BL-8040 also mobilizes cancer cells from the bone marrow and may therefore sensitize these cells to chemo- and bio-based anti-cancer therapy. Importantly, BL-8040 has also demonstrated a direct anti-cancer effect by inducing apoptosis. Pre-clinical studies show that BL-8040 inhibits the growth of various tumor types including multiple myeloma, non-Hodgkin’s lymphoma, leukemia, non-small cell lung carcinoma, neuroblastoma and melanoma. BL-8040 significantly and preferentially stimulated apoptotic cell death of malignant cells (multiple myeloma, non-Hodgkin’s lymphoma and leukemia). Significant synergistic and/or additive tumor cell killing activity has been observed in-vitro and in-vivo when tumor cells were treated with BL-8040 together with Rituximab, Bortezomib, Imatinib, Cytarabine and the FLT-3 inhibitor AC-220 (in NHL, MM, CML, AML, and AML-FLT3-ITD models, respectively). In addition, the current Phase 2 clinical trial in AML patients has demonstrated robust mobilization and apoptosis of cancer cells. BL-8040 was licensed by BioLineRx from Biokine Therapeutics and was previously developed under the name BKT-140.
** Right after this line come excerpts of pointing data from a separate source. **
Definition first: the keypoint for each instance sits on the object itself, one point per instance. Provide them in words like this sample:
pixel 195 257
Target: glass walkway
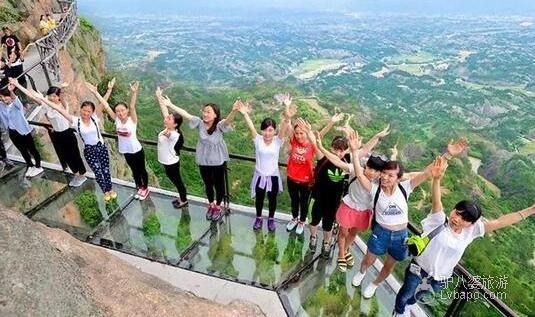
pixel 307 285
pixel 279 262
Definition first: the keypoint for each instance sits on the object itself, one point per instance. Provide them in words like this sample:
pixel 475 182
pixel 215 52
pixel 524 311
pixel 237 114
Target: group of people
pixel 373 197
pixel 47 23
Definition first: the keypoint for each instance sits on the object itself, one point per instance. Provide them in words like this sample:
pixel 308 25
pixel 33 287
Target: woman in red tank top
pixel 300 169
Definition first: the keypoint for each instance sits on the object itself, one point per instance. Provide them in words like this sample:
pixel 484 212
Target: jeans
pixel 407 293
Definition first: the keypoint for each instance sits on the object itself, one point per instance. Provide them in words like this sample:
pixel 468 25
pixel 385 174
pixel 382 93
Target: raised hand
pixel 111 83
pixel 134 86
pixel 458 147
pixel 286 99
pixel 384 133
pixel 337 117
pixel 395 152
pixel 158 92
pixel 301 123
pixel 354 140
pixel 91 87
pixel 348 119
pixel 439 167
pixel 317 136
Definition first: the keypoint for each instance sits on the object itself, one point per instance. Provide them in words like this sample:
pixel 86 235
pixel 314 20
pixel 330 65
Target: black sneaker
pixel 326 250
pixel 313 243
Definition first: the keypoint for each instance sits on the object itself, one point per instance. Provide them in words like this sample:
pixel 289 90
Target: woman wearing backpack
pixel 95 150
pixel 390 213
pixel 353 213
pixel 444 250
pixel 211 152
pixel 170 141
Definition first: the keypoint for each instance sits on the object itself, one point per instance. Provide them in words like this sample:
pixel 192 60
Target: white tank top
pixel 127 133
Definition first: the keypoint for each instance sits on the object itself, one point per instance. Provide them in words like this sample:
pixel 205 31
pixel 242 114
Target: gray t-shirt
pixel 211 148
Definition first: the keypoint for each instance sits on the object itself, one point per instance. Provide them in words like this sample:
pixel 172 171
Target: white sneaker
pixel 407 313
pixel 291 225
pixel 369 291
pixel 77 180
pixel 36 171
pixel 357 279
pixel 300 228
pixel 29 172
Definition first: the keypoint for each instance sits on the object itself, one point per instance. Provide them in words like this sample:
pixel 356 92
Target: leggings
pixel 173 172
pixel 299 196
pixel 99 161
pixel 3 154
pixel 214 177
pixel 26 147
pixel 136 161
pixel 324 209
pixel 66 146
pixel 272 197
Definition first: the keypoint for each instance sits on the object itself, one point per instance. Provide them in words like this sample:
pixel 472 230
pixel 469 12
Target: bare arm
pixel 368 147
pixel 134 89
pixel 284 128
pixel 111 84
pixel 167 102
pixel 232 114
pixel 334 119
pixel 102 101
pixel 354 144
pixel 333 158
pixel 454 149
pixel 509 219
pixel 161 102
pixel 439 167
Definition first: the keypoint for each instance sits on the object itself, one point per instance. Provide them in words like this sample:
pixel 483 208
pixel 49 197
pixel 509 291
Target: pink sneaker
pixel 209 212
pixel 143 193
pixel 216 213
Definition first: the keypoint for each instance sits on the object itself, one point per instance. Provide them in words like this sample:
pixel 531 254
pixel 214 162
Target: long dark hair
pixel 217 117
pixel 178 121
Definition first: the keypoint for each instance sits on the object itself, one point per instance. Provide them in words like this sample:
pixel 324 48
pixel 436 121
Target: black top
pixel 329 180
pixel 10 41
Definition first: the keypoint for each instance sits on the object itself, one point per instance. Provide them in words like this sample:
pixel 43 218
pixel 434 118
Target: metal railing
pixel 456 306
pixel 49 45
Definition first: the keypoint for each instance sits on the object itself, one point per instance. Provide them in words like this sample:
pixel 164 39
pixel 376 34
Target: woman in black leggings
pixel 170 141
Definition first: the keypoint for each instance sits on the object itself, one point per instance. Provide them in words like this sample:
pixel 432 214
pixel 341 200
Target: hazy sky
pixel 469 7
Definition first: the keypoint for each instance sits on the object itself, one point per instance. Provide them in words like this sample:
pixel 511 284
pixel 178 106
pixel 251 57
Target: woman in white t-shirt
pixel 62 135
pixel 125 118
pixel 444 251
pixel 95 150
pixel 266 178
pixel 391 213
pixel 170 141
pixel 353 215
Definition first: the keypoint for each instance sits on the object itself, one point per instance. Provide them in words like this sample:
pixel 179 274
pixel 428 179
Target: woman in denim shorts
pixel 390 206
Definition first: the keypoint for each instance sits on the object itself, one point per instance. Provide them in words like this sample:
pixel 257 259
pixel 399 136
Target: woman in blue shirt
pixel 20 131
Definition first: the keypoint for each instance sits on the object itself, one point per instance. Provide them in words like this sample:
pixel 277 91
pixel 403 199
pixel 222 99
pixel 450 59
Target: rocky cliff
pixel 46 272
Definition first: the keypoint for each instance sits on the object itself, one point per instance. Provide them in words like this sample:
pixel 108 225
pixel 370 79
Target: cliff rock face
pixel 22 16
pixel 46 272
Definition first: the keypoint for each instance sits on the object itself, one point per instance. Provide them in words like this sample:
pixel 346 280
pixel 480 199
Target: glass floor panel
pixel 22 194
pixel 154 229
pixel 232 250
pixel 322 290
pixel 80 210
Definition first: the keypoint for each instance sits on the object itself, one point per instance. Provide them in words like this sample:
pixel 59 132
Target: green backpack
pixel 418 242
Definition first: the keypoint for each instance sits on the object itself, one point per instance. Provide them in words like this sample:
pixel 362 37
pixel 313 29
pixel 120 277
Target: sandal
pixel 342 264
pixel 349 259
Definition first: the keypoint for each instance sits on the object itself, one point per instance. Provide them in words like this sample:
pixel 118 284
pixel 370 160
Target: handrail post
pixel 458 302
pixel 226 196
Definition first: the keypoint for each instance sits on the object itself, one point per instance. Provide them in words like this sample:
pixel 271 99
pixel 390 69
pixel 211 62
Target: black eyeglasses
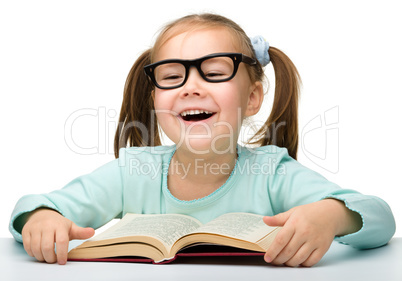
pixel 215 68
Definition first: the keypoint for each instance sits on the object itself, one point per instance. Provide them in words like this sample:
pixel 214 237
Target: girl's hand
pixel 46 227
pixel 308 232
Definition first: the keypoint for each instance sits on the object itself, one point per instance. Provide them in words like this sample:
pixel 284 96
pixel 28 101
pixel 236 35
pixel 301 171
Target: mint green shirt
pixel 265 180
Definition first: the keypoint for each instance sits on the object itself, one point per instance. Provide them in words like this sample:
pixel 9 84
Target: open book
pixel 161 237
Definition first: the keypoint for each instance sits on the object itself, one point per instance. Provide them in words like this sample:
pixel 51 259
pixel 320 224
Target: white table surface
pixel 341 263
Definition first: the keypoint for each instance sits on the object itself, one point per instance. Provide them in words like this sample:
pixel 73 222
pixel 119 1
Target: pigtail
pixel 281 127
pixel 137 121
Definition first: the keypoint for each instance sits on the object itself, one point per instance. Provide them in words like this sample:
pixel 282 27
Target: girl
pixel 199 81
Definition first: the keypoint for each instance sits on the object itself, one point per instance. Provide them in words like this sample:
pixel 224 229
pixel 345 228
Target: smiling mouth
pixel 196 116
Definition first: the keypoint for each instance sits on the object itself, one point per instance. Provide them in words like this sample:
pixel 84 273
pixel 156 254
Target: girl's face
pixel 229 101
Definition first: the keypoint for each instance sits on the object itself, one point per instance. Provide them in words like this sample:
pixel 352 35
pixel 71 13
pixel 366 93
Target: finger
pixel 47 246
pixel 26 240
pixel 289 250
pixel 77 232
pixel 62 240
pixel 36 246
pixel 301 255
pixel 277 220
pixel 281 240
pixel 315 257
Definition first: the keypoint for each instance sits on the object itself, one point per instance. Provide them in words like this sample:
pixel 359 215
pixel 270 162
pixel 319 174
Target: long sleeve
pixel 89 201
pixel 294 185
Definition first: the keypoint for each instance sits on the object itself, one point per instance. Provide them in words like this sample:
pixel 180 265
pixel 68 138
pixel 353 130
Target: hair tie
pixel 261 47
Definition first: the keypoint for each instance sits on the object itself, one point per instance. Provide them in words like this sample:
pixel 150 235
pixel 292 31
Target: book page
pixel 166 228
pixel 249 227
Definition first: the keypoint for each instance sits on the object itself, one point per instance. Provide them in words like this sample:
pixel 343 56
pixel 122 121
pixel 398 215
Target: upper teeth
pixel 192 112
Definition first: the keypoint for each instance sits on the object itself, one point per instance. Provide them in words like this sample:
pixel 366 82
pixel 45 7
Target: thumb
pixel 277 220
pixel 77 232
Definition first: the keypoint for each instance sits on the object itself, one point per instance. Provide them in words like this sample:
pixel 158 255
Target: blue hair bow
pixel 261 47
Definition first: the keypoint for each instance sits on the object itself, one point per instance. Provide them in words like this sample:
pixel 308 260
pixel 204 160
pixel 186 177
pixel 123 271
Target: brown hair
pixel 137 121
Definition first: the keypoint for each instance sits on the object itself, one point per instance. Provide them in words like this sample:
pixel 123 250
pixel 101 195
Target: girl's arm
pixel 297 197
pixel 88 201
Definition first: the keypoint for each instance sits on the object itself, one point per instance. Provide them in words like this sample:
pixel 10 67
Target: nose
pixel 193 85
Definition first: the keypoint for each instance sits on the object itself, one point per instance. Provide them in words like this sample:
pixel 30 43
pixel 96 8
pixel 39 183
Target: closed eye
pixel 172 77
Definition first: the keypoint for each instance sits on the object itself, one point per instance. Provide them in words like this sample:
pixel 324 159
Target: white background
pixel 59 57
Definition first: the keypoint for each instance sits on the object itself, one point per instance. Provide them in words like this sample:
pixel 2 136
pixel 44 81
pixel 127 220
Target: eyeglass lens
pixel 213 69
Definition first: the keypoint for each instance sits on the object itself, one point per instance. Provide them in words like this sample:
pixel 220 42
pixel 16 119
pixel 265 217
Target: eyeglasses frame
pixel 237 58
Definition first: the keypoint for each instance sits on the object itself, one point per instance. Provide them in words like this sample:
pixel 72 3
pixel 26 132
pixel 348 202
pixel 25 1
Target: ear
pixel 255 98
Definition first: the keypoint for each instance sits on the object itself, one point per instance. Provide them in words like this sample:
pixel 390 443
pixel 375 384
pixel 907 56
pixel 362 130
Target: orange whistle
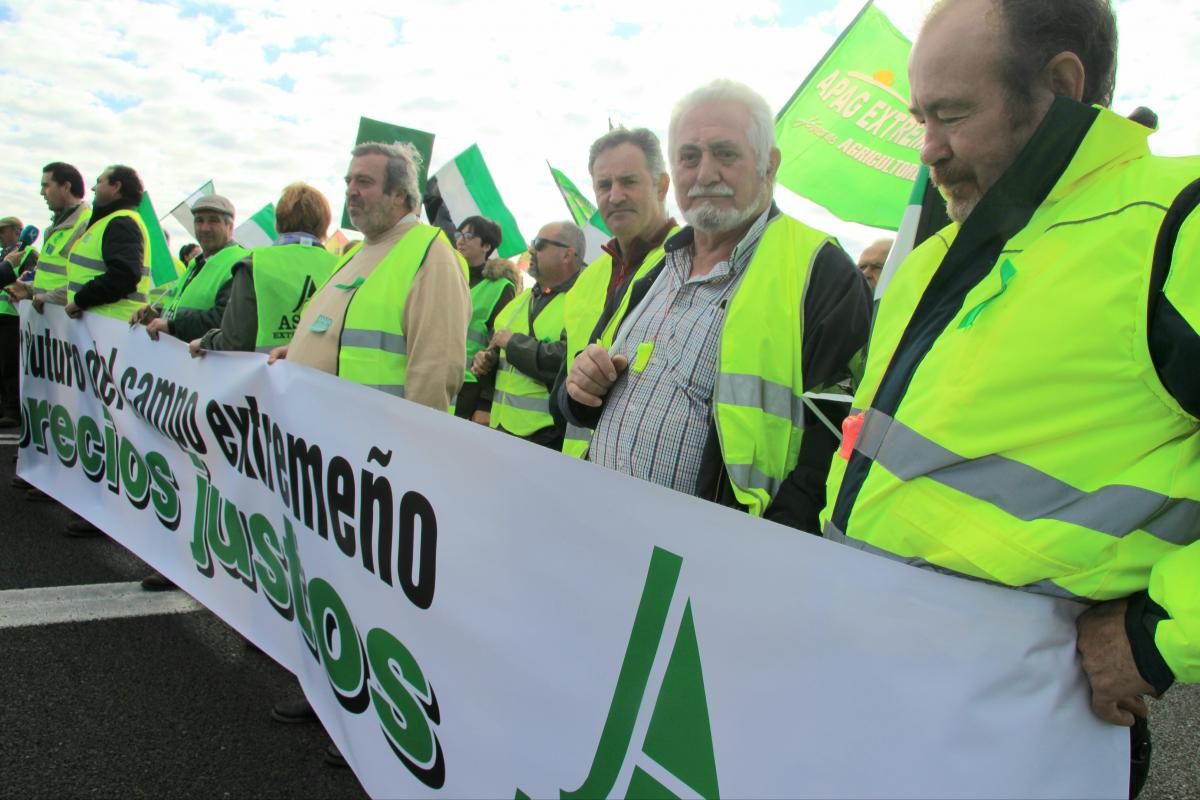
pixel 850 429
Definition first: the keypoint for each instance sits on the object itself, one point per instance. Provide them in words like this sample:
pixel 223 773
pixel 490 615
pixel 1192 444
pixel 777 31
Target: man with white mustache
pixel 702 388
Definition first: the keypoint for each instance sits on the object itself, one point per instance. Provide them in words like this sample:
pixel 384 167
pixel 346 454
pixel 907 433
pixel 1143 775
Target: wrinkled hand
pixel 143 316
pixel 19 290
pixel 484 362
pixel 1117 687
pixel 501 338
pixel 155 328
pixel 593 374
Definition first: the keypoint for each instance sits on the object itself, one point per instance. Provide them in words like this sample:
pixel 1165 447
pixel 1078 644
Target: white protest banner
pixel 551 626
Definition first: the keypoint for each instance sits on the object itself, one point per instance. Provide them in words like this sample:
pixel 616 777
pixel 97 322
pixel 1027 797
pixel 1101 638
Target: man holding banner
pixel 493 283
pixel 108 269
pixel 1012 432
pixel 527 350
pixel 270 286
pixel 701 386
pixel 196 304
pixel 630 180
pixel 394 314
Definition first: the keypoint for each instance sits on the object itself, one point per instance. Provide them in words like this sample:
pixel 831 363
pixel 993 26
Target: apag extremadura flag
pixel 847 139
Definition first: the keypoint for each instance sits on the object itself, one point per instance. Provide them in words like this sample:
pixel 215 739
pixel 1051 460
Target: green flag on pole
pixel 388 133
pixel 468 190
pixel 586 215
pixel 162 265
pixel 258 230
pixel 847 139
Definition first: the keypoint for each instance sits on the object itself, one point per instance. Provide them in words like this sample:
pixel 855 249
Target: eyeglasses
pixel 539 244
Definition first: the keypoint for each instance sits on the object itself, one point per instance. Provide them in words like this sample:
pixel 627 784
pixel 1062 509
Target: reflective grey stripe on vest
pixel 375 340
pixel 539 404
pixel 90 263
pixel 751 391
pixel 1025 492
pixel 390 389
pixel 1049 588
pixel 748 476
About Acute Myeloid Leukemia (AML)
Acute myeloid leukemia (AML) is a cancer of the blood and bone marrow and is the most common type of acute leukemia in adults. According to the American Cancer Society, approximately 19,000 new cases of AML were diagnosed in the United States in 2014, and the median age of AML patients was 67 years old. The first treatment line for patients with AML includes a combination of chemotherapy drugs and is called induction treatment. The median survival for AML patients receiving induction chemotherapy is less than two years, with shorter survival for patients over the age of 60 or for those with certain gene or chromosome aberrations. Due to relapsed or refractory disease (where the disease is not responsive to standard treatments), the overall five-year survival rate for AML is between 10 and 40 percent.